In US health care, the top managers/ administrators/ bureaucrats/ executives - whatever they should be called - continue to prosper ever more mightily as the people who actually take care of patients seem to work harder and harder for less and less. This is the health care version of the rising income inequality that the US public is starting to notice.  It seems all the more unfair in health care, since the income inequality is clearly between managers/ administrators/ bureaucrats/ executives who are mostly generic, that is, not specifically trained or experienced in health care or biomedical science, and the doctors, nurses, therapists, and technicians who actually take care of patients.  (For example, the CEO of Erlanger Health Systems, Mr Kevin Spiegel, has an MBA in Health Care Administration from Adelphi, and no obvious training or experience in actual patient care, nor biomedical science.)

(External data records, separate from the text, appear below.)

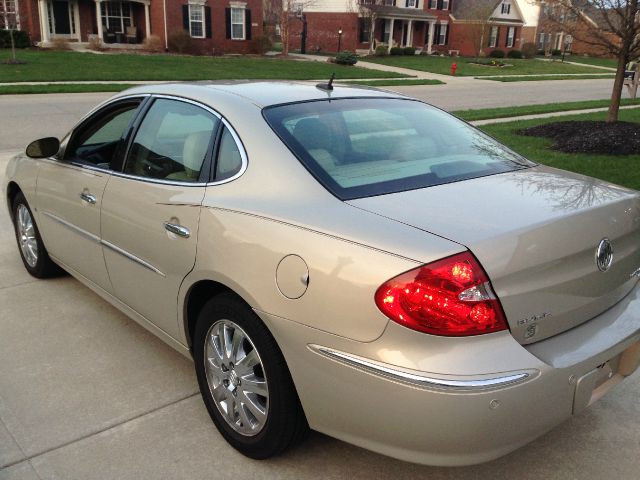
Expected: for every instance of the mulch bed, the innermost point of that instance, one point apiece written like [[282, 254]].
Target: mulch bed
[[619, 138]]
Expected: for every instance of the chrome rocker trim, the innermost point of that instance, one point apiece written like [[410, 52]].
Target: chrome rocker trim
[[393, 373]]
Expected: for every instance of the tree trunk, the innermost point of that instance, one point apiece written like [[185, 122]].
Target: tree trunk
[[13, 46], [618, 84]]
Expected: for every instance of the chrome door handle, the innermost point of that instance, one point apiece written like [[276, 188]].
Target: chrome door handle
[[87, 197], [177, 229]]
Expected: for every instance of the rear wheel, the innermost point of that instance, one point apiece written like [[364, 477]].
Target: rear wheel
[[34, 256], [244, 380]]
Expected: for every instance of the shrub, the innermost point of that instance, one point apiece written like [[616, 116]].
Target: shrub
[[381, 51], [261, 44], [179, 41], [346, 58], [20, 38], [529, 50], [153, 44], [60, 44]]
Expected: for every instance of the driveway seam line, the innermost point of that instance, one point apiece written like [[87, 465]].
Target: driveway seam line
[[97, 432]]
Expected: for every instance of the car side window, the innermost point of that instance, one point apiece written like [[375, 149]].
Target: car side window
[[96, 143], [172, 142], [229, 158]]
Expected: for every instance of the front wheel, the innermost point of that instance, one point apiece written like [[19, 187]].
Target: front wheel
[[244, 380], [32, 251]]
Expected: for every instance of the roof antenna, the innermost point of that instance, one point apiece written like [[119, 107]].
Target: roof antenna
[[327, 86]]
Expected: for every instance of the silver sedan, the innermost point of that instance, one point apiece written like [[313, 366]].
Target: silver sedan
[[342, 259]]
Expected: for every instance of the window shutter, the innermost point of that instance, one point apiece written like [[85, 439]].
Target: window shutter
[[185, 18], [207, 21]]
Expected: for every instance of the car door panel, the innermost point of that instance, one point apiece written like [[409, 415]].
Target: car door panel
[[146, 262], [69, 200]]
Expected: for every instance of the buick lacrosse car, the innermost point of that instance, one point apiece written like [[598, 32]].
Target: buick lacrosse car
[[341, 259]]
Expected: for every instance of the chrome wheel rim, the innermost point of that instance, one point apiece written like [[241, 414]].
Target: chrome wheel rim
[[236, 378], [27, 236]]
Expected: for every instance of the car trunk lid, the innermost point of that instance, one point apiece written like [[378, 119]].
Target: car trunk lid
[[536, 232]]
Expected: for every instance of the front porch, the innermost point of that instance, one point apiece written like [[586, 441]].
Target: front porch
[[116, 23], [403, 27]]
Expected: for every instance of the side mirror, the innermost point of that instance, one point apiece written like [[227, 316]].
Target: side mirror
[[43, 148]]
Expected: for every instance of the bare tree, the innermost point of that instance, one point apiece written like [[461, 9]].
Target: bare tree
[[9, 20], [610, 26]]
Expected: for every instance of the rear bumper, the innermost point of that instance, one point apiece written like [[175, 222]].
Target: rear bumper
[[445, 401]]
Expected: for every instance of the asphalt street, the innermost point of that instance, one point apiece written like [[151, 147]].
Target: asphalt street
[[33, 116], [86, 393]]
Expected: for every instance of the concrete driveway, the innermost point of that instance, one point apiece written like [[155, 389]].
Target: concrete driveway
[[85, 393]]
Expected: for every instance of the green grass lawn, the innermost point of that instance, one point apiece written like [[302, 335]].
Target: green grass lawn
[[622, 170], [442, 65], [505, 112], [50, 66], [539, 78], [600, 62]]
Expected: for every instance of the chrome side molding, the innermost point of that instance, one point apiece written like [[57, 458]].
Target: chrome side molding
[[391, 372]]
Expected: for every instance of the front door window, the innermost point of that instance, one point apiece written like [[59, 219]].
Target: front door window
[[61, 15]]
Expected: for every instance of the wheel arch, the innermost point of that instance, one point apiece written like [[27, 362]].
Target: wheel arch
[[12, 190], [197, 295]]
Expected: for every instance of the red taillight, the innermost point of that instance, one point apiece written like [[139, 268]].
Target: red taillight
[[451, 297]]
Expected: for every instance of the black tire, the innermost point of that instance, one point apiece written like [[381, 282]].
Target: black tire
[[44, 267], [285, 422]]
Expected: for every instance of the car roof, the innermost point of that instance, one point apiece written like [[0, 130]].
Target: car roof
[[261, 94]]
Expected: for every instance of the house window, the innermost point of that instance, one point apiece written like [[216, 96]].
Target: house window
[[237, 24], [511, 35], [442, 35], [196, 21], [8, 18], [541, 38], [116, 16], [493, 37]]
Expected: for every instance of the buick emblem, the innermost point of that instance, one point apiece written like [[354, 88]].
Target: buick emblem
[[604, 255]]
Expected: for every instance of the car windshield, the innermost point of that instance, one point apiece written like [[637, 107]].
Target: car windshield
[[372, 146]]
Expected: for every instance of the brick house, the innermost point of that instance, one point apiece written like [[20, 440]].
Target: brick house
[[429, 25], [226, 26], [504, 27]]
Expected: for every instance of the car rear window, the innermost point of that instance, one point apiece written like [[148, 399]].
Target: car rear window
[[372, 146]]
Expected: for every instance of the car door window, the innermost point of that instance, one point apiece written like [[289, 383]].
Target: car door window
[[96, 142], [229, 160], [172, 142]]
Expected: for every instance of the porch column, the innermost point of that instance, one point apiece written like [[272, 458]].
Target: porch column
[[432, 29], [44, 21], [147, 22], [99, 19]]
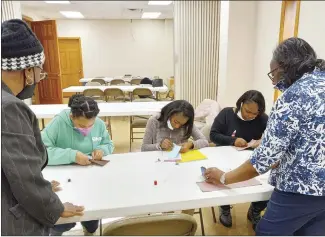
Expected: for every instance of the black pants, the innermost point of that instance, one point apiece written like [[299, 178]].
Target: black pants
[[90, 226], [257, 206], [293, 214]]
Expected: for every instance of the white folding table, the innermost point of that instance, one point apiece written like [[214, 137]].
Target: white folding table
[[106, 109], [106, 79], [125, 186]]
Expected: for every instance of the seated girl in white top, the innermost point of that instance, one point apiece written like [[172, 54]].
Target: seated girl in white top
[[174, 124]]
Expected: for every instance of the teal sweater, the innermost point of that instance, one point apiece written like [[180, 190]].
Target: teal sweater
[[63, 141]]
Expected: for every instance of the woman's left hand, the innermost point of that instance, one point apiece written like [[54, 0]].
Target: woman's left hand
[[213, 175], [97, 154], [256, 144], [186, 147], [55, 186]]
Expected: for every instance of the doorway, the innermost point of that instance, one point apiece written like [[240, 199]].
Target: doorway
[[71, 62]]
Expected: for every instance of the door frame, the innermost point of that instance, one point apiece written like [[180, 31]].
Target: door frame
[[289, 23], [80, 50]]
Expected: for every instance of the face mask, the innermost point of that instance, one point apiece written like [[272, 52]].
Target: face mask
[[281, 86], [241, 117], [169, 125], [85, 131], [27, 92]]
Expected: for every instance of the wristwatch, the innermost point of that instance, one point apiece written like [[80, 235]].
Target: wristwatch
[[223, 178]]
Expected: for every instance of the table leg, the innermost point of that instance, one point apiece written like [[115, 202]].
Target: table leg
[[201, 220], [214, 215], [100, 227], [43, 124]]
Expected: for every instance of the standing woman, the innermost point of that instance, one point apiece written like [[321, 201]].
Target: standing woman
[[28, 204], [295, 140]]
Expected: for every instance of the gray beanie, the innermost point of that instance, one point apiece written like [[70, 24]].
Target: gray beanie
[[20, 48]]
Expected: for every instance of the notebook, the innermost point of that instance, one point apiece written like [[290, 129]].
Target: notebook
[[192, 155]]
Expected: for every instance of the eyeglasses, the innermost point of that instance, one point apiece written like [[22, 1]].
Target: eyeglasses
[[270, 74], [42, 74]]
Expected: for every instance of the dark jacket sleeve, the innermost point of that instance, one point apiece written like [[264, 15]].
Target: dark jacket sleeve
[[22, 163], [264, 118], [218, 130]]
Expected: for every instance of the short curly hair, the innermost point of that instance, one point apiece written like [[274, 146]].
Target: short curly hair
[[296, 57]]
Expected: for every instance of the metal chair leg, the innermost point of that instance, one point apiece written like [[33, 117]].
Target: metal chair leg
[[214, 215], [130, 133], [201, 220]]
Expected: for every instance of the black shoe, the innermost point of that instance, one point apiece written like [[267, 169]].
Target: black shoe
[[225, 217], [254, 216]]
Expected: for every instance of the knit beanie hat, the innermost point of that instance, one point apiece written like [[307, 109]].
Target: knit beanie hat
[[20, 48]]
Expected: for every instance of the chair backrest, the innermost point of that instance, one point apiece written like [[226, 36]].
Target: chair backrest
[[141, 92], [135, 81], [113, 92], [155, 225], [96, 93], [99, 80], [91, 83], [117, 81]]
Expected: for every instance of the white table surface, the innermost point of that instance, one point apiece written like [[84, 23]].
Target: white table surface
[[106, 109], [106, 79], [80, 89], [125, 186]]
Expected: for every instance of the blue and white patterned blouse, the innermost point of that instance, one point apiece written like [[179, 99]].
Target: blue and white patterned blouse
[[295, 136]]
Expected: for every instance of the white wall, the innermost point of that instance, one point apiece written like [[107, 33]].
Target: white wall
[[311, 25], [118, 47], [268, 15], [249, 32], [237, 46]]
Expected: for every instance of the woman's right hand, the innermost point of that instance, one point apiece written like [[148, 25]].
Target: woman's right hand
[[166, 144], [239, 142], [82, 159], [71, 210]]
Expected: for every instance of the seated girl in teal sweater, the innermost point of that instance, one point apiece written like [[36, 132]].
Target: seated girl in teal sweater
[[75, 135]]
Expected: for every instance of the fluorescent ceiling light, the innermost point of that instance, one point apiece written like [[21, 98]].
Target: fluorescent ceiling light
[[159, 2], [58, 2], [72, 14], [151, 14]]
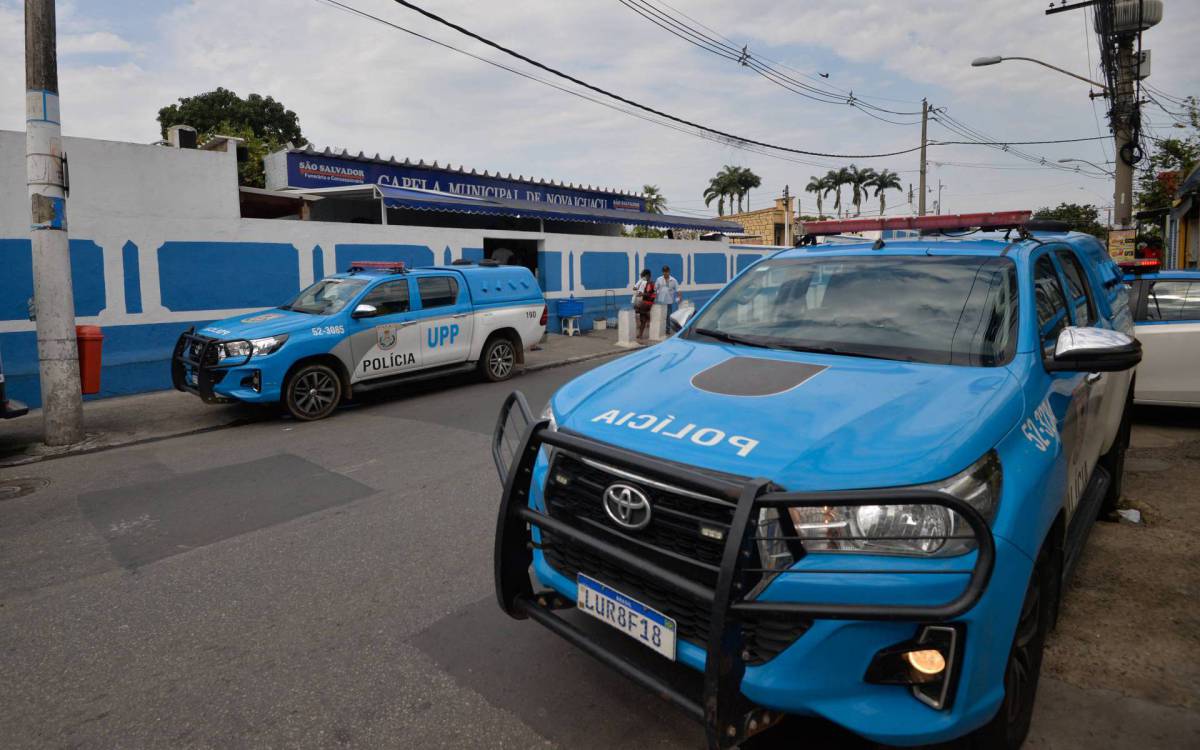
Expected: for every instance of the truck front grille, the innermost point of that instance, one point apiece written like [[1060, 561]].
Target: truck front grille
[[681, 537]]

As we have noted before, most recently here, the favored treatment of the managers/ etc ... is often justified by other managers on the boards of trustees who are supposed to exercise stewardship over health care organizations, and by the public relations flacks, marketers and lawyers employed by the self-same managers.  The justifications usually consist of repetitions of the same stale talking points, as if in a vacuum.  Note above that the Erlanger board member justified the bonuses by extolling the managers' performance and long hours, totally ignoring how many other hospital system employes worked hard and well to keep the system above water.

Thus, like hired managers in the larger economy, non-profit hospital managers have become "value extractors."  The opportunity to extract value has become a major driver of managerial decision making.  And this decision making is probably the major reason our health care system is so expensive and inaccessible, and why it provides such mediocre care for so much money. 


One wonders how long the people who actually do the work in health care will suffer the value extraction to continue?

So to repeat, true health care reform would put in place leadership that understands the health care context, upholds health care professionals' values, and puts patients' and the public's health ahead of extraneous, particularly short-term financial concerns. We need health care governance that holds health care leaders accountable, and ensures their transparency, integrity and honesty.

But this sort of reform would challenge the interests of managers who are getting very rich off the current system.  So I am afraid the US may end up going far down this final common pathway before enough people manifest enough strength to make real changes.